Oasis of Relaxation and Awareness

This path consists of 6 tanks placed altrnately. First, you start with cold water and continue with the hot tank, then go on with the path.

Halfway along you cross a small wooden bridge which stands for contact with natural sources (wood) . This guides you from one bank to the next, creating continuity and security in the people who are following the path.
All six tanks have rounded pebbles at the bottom, like a natural streambed, in order to stimulate the nerve endings located in the soles of our feet. (reflexology)

Cold water comes from a natural spring which flows all year in the Enchanted Wood. It is led into a trough system and falls into three tanks. The water is recovered after use, and sent to a natural pond where frogs and water lilies live.
Hot water is is created in a boiler that uses biomass (apricot and peach kernels) and has low environmental impact.
The path is set in an open larch wood frame, and covred with stone slabs, typical of our mountain area.
It is advisable to repeat this vascular foot-massage path slowly several times.
It is essential to have warm feet and legs at the start (after walking the whole path around the Enchanted Wood ) It is also more effective to do the exercises away from meal-times.

Walk forward raising the legs out of the water (step of the stork). The duration of the exercise depends on your reactions to it: as soon as you feel a strong sensation of cold and tingling the operation must be terminated.
After walking in the water, do not dry your legs and feet/ Shake off the water with slight movements, and walk on the nearby field.
We suggest that you carry out this exercise in the evening to relax. It has a calming effect and is recommended for people suffering from headaches and insomnia.

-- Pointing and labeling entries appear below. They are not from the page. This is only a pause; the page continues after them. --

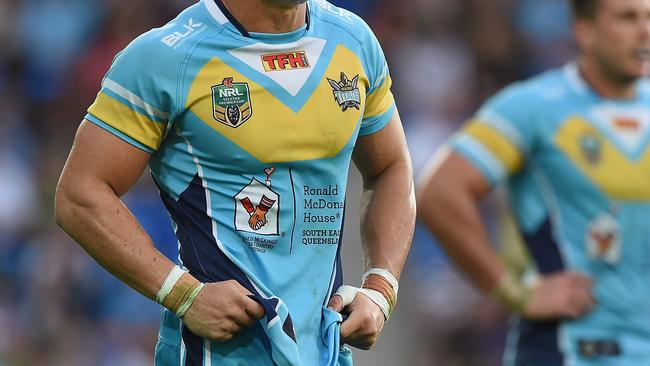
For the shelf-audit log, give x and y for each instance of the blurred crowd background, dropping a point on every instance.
(57, 307)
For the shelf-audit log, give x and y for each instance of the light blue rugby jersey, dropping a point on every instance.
(578, 171)
(251, 137)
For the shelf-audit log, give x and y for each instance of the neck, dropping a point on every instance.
(265, 16)
(605, 83)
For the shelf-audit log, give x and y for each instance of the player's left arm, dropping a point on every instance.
(387, 224)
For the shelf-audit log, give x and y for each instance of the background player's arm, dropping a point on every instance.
(387, 222)
(100, 169)
(448, 204)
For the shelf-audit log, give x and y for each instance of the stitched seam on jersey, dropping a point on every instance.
(180, 84)
(361, 43)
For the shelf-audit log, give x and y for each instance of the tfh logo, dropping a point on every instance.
(285, 61)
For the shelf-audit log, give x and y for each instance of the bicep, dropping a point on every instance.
(451, 171)
(374, 154)
(99, 158)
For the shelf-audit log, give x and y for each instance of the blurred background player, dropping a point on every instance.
(248, 118)
(573, 146)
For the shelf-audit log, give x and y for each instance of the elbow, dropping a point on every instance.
(62, 206)
(433, 199)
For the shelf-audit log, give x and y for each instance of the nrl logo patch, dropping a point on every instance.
(231, 103)
(346, 92)
(591, 145)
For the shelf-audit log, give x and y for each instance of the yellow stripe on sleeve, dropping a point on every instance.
(502, 148)
(124, 119)
(380, 100)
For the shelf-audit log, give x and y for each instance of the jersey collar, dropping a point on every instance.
(223, 15)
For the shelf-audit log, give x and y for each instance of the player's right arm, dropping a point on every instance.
(126, 123)
(99, 170)
(448, 199)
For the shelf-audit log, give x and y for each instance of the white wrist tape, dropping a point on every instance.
(188, 302)
(385, 274)
(348, 293)
(173, 277)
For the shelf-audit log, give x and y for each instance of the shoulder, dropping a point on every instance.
(168, 44)
(530, 94)
(342, 20)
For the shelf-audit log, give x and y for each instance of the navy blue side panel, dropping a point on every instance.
(338, 280)
(194, 348)
(544, 249)
(199, 250)
(538, 343)
(538, 340)
(202, 256)
(287, 327)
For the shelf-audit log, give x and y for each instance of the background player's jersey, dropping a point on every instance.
(251, 137)
(578, 170)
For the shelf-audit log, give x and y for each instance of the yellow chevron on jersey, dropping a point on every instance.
(127, 120)
(606, 166)
(502, 148)
(312, 132)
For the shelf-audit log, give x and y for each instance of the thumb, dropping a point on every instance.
(342, 297)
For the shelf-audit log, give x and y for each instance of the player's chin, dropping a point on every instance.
(638, 67)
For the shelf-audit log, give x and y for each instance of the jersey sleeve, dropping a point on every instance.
(498, 139)
(380, 104)
(135, 101)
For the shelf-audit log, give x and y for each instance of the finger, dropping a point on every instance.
(336, 303)
(581, 280)
(253, 308)
(351, 325)
(245, 320)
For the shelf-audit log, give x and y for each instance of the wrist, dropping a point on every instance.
(381, 287)
(178, 291)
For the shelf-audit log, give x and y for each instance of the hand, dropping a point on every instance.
(560, 295)
(364, 323)
(221, 310)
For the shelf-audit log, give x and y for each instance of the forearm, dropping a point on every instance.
(388, 219)
(452, 214)
(105, 228)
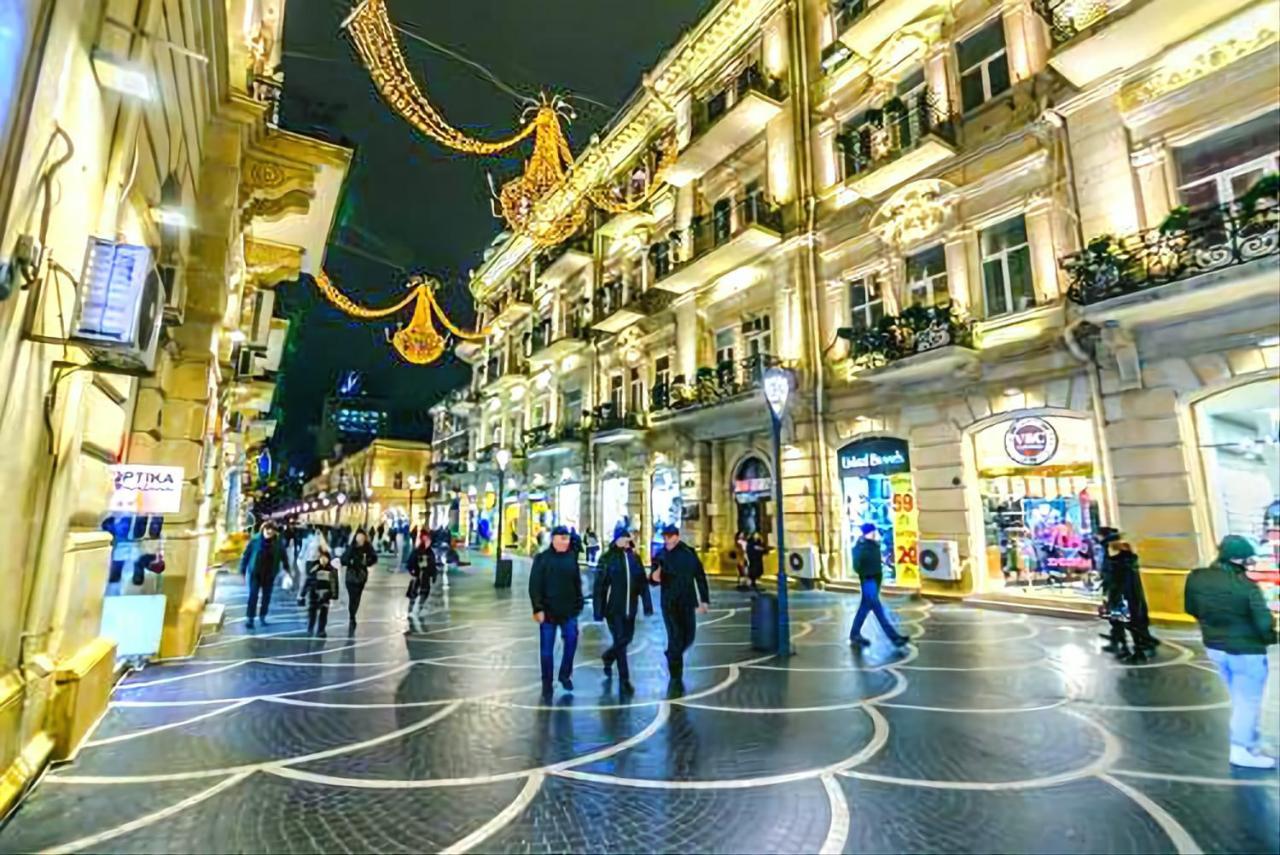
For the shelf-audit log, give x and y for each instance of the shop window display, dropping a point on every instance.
(877, 488)
(1041, 502)
(1239, 446)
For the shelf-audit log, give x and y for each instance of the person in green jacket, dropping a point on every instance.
(1237, 627)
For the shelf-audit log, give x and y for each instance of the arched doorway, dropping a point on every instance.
(753, 490)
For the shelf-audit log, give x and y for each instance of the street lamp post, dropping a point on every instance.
(502, 457)
(777, 389)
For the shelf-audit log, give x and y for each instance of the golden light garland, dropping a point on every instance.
(517, 201)
(417, 342)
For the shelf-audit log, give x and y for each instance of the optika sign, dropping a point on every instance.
(146, 489)
(1031, 442)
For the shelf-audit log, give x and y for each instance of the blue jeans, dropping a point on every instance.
(547, 643)
(1246, 677)
(868, 604)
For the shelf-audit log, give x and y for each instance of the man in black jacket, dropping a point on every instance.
(684, 591)
(620, 588)
(556, 594)
(264, 557)
(871, 571)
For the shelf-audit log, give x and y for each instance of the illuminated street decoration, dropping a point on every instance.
(417, 342)
(545, 170)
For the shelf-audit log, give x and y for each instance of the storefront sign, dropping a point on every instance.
(865, 457)
(146, 489)
(1031, 442)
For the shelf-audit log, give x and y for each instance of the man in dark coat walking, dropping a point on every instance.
(620, 589)
(261, 561)
(556, 595)
(871, 571)
(684, 593)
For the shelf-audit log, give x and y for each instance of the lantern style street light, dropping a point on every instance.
(502, 457)
(777, 391)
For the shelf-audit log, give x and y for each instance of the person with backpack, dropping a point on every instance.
(621, 588)
(320, 589)
(357, 561)
(1237, 627)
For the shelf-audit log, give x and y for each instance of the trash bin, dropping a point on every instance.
(764, 622)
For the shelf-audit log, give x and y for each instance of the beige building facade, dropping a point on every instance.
(1019, 256)
(145, 131)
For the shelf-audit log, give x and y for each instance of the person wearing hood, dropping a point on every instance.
(684, 595)
(869, 567)
(620, 589)
(1237, 627)
(1125, 599)
(261, 561)
(556, 595)
(357, 561)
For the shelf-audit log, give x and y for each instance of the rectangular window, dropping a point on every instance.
(983, 65)
(927, 278)
(865, 302)
(1006, 268)
(1223, 168)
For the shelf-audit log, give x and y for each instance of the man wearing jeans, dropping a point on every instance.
(1237, 627)
(871, 571)
(556, 594)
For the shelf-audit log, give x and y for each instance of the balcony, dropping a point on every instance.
(727, 382)
(565, 261)
(545, 440)
(1194, 261)
(865, 24)
(615, 311)
(899, 141)
(726, 122)
(714, 245)
(922, 343)
(608, 426)
(1097, 37)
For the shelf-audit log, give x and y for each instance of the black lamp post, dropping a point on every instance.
(777, 389)
(502, 457)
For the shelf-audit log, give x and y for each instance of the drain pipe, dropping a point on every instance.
(804, 163)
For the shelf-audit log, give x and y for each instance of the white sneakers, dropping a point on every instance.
(1244, 758)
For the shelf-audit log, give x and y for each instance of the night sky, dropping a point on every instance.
(412, 205)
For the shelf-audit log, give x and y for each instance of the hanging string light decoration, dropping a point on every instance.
(417, 342)
(517, 201)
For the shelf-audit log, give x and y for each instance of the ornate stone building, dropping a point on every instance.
(146, 131)
(1020, 257)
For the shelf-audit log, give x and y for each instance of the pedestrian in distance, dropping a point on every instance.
(424, 567)
(621, 588)
(556, 595)
(357, 561)
(320, 589)
(1237, 627)
(1125, 604)
(260, 563)
(685, 594)
(871, 572)
(755, 551)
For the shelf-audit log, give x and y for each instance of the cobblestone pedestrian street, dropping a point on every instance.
(991, 732)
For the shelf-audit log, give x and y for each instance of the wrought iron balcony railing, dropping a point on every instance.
(894, 129)
(1187, 245)
(711, 232)
(918, 329)
(713, 385)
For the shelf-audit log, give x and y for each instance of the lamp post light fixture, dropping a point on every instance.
(777, 392)
(502, 457)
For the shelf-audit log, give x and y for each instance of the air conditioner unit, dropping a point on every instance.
(260, 327)
(940, 559)
(119, 306)
(803, 562)
(174, 292)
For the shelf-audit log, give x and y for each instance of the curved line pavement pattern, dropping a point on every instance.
(991, 732)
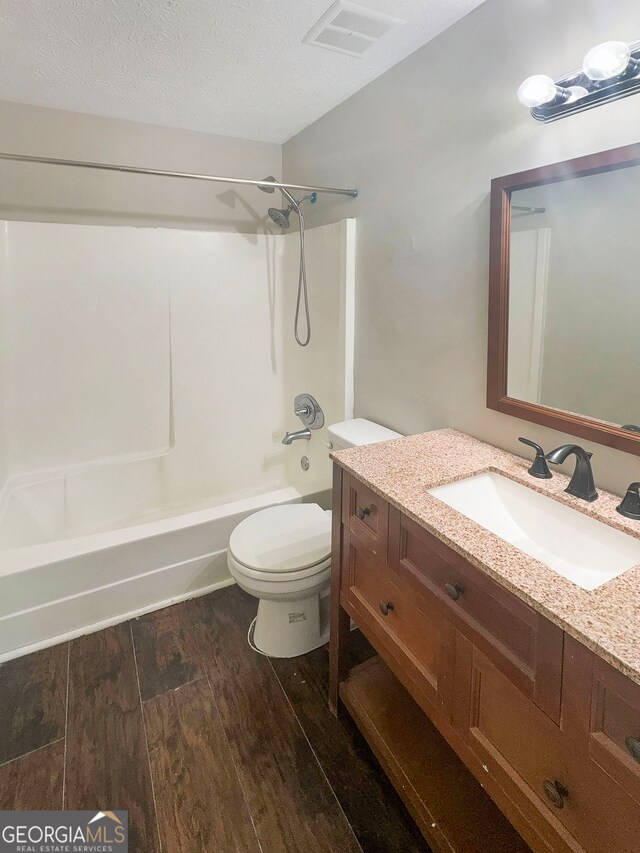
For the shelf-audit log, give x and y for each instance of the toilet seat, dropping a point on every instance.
(282, 542)
(276, 577)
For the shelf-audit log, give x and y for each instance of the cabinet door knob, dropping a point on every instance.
(633, 745)
(556, 792)
(454, 590)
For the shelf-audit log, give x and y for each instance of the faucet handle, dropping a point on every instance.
(630, 505)
(540, 468)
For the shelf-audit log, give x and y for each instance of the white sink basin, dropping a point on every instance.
(581, 549)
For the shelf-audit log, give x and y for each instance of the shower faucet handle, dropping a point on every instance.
(308, 410)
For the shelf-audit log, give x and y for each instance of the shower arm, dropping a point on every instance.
(164, 173)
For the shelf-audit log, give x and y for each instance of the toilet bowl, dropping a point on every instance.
(282, 557)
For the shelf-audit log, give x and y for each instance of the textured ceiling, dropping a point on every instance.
(233, 67)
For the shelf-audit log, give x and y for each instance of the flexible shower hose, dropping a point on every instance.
(302, 289)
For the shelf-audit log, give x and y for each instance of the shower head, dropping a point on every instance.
(280, 217)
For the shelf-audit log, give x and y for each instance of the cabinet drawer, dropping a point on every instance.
(614, 736)
(414, 632)
(522, 643)
(530, 757)
(366, 514)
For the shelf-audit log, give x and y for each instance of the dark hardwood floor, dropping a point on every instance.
(210, 746)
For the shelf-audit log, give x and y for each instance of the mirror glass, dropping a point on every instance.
(574, 296)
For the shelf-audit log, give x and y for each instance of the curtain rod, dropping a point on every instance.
(138, 170)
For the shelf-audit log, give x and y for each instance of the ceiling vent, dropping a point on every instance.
(350, 28)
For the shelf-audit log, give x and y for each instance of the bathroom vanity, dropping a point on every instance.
(501, 688)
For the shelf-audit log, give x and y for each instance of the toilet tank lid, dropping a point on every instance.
(359, 431)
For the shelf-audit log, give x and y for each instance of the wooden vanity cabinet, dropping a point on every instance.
(549, 729)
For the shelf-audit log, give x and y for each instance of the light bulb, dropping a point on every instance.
(537, 90)
(607, 60)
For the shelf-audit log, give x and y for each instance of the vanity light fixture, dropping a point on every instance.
(609, 71)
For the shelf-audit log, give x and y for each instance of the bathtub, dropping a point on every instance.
(54, 591)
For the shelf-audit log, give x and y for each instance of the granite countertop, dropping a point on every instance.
(607, 619)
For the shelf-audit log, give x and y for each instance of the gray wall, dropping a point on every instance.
(422, 143)
(54, 193)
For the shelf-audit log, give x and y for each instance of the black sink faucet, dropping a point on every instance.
(581, 485)
(630, 506)
(539, 469)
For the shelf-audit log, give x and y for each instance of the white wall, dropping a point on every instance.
(234, 370)
(422, 143)
(59, 194)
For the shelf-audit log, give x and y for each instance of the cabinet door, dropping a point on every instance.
(614, 731)
(366, 514)
(521, 642)
(412, 635)
(519, 747)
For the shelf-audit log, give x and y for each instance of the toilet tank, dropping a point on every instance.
(358, 431)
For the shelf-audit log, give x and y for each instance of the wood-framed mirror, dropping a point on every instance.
(564, 297)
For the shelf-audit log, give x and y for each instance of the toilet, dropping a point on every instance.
(282, 556)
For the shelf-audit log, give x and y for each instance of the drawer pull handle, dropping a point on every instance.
(556, 793)
(454, 590)
(633, 745)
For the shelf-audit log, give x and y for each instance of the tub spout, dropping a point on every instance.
(290, 437)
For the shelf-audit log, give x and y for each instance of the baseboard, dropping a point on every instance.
(59, 621)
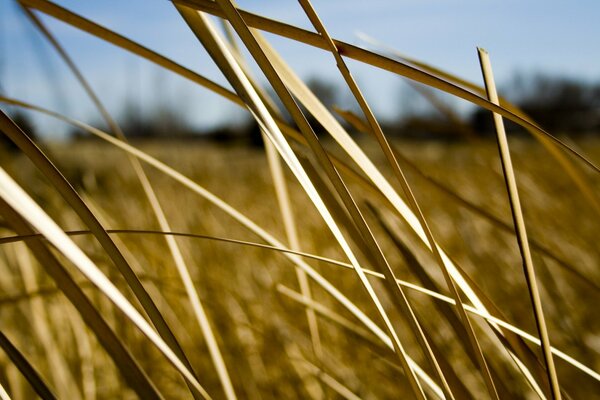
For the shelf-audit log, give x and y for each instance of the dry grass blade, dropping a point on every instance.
(63, 379)
(120, 355)
(177, 256)
(28, 371)
(237, 78)
(580, 181)
(29, 210)
(517, 214)
(479, 210)
(317, 306)
(70, 195)
(245, 221)
(276, 82)
(109, 36)
(387, 64)
(391, 158)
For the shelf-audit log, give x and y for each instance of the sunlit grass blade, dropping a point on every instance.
(555, 151)
(28, 371)
(519, 221)
(120, 355)
(281, 191)
(397, 67)
(510, 329)
(74, 200)
(391, 158)
(177, 256)
(292, 107)
(18, 200)
(245, 221)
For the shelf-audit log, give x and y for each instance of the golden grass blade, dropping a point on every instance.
(70, 195)
(519, 222)
(294, 33)
(227, 64)
(391, 158)
(109, 36)
(536, 245)
(325, 162)
(282, 193)
(182, 268)
(304, 95)
(121, 356)
(28, 371)
(385, 63)
(63, 379)
(3, 394)
(413, 287)
(29, 210)
(554, 150)
(334, 384)
(329, 314)
(86, 356)
(396, 292)
(245, 222)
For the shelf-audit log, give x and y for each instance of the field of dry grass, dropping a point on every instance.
(262, 332)
(330, 266)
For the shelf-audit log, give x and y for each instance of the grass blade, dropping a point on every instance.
(29, 210)
(28, 371)
(519, 222)
(120, 355)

The abbot Sebastian Kneipp (1821-1897) was born in Bavaria to a family of weavers of humble origins. He entered a seminary when he was twenty three, after working as an apprentice and putting aside the money necessary to support himself during his religious studies. He was helped financially by the Abbot Merkle .
During the years of inense study he contracted tuberculosis, a disease from which, in those days, there was no hope of recovery.
The abbot Kneipp seemed to be condemned to death, when one day in the library looking for yet another book to read, he found a book by Johann Sigmund Hahn entitled, ‘Teaching about strength and action of cold water on the body’.
Kneipp described fully the technique of healing using water as the sole medium. He gradually recovered his strength and succeeded in curing himself completely . He finished his studies with great success and became a priest.
The abbot Kneipp began publicizing his findings on the beneficial effects of cold water treatments and soon his fame spread throughout Europe.
Kneipp thought that the origin of disease was attributable to a sickness in our blood, that is, an excess of toxins, and defect ive circulation. The effect of cold water as applied by the abbot, had the effect of eliminating excess toxins. improving the circulation and strengthening the immune system of the body.
So for Kneipp cold water was the means of stimulating our body to react and heal itself. His method made use of saunas, soaked compresses, poultices, baths of alternating hot and cold water and jets of cold water. He placed great importance on nutrition. Food had to be simple and honest, and he gave great prominence to healing with herbs.
Sebastian Kneipp considered that Man was an indivisible entity comprising body, soul and spirit.
In 1886 he wrote ‘My healing hydrotherapy’ which deals with hydrotherapy and herbal therapy. The Kneipp method is fundamentally based on a balanced lifestyle and is founded on five points.
1. Hydrotherapy: water jets, showers, bathrooms and bandages using herbs.

2. Herbal therapy : herbal teas, baths with herbs
3. Dietary: eating simple, natural food
4. Movement: running, long walks, various massages
5. Lifestyle: balanced and ordered

The abbot Kneipp died in 1897 in poverty.